Let’s make some silly assumptions and see how the numbers work out:

  • Everyone pays the same 20% tax rate. We’re ignoring the tax-free component so that should work out to be considerably less than the rich pay but more than almost everyone else
  • We’ll say that 90% of people earn £20000. The national average is higher than that, but there are a lot of people who work part time and pay no income tax at all
  • And we’ll say the last 10% earn £60000. I don’t know how realistic that is as an average, but it’s nearer high-rate tax band cut-over than it is the millions that some CEOs and bankers get and it’s still a long way from the 50p tax rate

How do the numbers work?

The people on the lower income each pay £4000 in tax and the more comfortable pay £12000. But there are nine of the average people for every one of the rich, making the total take £4000 * 9 + £12000 * 1, or £48000.

So the high earner pays £12000 of the complete tax take of £48000, which is 25%.

(If you increase the tax rate on our hypothetical higher earner to 30% he ends up paying a third of all income tax.)

As I say, I don’t want to get into the fairness of it all, but a little maths, some wild assumptions and no research shows that, actually, the rich probably should be paying a reasonable percentage of the total income tax bill.

Going Rental

Apparently the movie studios are placing further restrictions on rentals in order to promote the purchase of shiny disc. Marco Arment says this won’t work because:

If I’m adding a movie to my Netflix queue, I’ve already decided not to buy the DVD. I’m adding it because it looks mildly interesting and I’d like to watch it sometime.

I take the opposite approach. I am unlikely to buy a movie unless I have previously rented it. Why would I buy it if I don’t know whether or not I like it?

I don’t mention this to suggest that Marco is wrong. Quite the opposite. What I’m saying is that I can’t think of any use cases where this strategy would work. Whether you’re not buying it because you don’t want to buy it or not buying it because you don’t know whether you’ll like it, the common thread is that no purchase is involved.

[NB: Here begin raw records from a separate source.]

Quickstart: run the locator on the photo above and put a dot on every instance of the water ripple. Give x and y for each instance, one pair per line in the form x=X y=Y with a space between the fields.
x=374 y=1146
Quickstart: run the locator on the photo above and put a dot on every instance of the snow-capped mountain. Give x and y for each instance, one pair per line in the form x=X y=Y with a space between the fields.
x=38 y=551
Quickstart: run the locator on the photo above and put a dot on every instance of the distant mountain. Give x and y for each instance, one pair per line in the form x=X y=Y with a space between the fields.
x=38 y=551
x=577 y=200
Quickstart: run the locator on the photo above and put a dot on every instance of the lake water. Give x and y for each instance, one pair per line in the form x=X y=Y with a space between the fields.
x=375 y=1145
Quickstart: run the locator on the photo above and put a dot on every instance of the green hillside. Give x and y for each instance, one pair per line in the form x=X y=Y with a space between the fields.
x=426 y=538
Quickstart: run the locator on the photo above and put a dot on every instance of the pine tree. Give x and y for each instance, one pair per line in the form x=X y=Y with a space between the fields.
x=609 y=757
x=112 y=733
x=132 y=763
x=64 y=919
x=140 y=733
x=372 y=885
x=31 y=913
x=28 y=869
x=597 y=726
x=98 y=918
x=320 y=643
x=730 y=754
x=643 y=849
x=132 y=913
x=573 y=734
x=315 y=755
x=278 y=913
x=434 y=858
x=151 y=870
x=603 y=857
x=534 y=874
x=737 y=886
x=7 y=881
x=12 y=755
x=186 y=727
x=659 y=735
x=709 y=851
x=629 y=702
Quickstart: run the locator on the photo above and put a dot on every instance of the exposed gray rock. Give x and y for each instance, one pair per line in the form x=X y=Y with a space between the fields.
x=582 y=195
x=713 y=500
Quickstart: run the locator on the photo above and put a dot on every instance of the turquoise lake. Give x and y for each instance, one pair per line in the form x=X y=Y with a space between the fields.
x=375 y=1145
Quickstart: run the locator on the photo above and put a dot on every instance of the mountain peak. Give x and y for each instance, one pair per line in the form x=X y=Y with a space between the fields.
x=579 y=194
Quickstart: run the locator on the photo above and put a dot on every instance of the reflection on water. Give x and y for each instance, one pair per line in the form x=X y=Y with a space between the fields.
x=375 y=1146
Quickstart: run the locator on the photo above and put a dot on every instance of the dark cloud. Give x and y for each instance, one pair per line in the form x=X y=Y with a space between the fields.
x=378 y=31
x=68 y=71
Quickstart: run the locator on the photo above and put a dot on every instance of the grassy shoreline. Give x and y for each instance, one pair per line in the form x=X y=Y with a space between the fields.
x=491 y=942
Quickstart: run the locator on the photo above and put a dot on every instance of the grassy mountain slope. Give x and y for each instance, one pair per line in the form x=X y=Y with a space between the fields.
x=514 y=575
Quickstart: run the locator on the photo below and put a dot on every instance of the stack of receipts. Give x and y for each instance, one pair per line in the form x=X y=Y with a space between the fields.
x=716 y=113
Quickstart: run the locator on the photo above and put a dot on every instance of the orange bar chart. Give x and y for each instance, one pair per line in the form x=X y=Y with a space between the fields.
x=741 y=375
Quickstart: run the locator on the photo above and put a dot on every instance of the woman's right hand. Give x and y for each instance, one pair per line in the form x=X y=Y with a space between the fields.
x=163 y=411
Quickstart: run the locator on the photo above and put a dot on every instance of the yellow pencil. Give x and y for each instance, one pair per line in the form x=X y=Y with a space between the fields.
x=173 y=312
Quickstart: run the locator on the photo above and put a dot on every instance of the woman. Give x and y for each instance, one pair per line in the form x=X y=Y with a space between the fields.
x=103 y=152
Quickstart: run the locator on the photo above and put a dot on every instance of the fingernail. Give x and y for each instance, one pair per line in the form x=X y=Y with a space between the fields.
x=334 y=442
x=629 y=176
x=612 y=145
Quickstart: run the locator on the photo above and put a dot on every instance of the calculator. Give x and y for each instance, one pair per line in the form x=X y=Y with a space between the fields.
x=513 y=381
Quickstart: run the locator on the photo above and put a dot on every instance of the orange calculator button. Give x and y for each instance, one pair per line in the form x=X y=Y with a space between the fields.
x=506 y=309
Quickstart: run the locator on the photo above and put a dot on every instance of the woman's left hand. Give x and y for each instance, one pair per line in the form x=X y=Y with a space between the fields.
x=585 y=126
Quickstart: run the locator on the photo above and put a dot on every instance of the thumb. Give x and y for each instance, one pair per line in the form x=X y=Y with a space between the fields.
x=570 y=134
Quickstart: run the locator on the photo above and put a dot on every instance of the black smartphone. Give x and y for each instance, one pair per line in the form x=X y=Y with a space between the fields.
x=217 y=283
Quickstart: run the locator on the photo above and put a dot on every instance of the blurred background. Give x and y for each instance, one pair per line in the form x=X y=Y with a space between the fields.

The studio would make more money in both these anecdotes if they allowed rentals.

But it’s not really about making money, as bizarre as that might seem. It’s about control.

Movie studios look to the music industry and are trying to learn from their mistakes. Unfortunately they’re taking completely the wrong lessons. Rather than seeing customers buying music instead of taking free copies from P2P networks, they see Apple being in control and able to dictate “unfavourable” terms to them.

To an outsider, “unfavourable” is an odd word as it mainly seems to involve more people paying for more content.

In this battle between the studios, the content providers (Amazon, Apple and NetFlix) and consumers there are no winners. Consumers either miss out on seeing films they want to see or end up making illegal downloads. Amazon, Apple and NetFlix all have to disappoint their customers with seemingly arbitrary additions and removals from their catalogue. And the studios continue to leave money on the table.

Personally I see that as the most “unfavourable” outcome, but what do I know?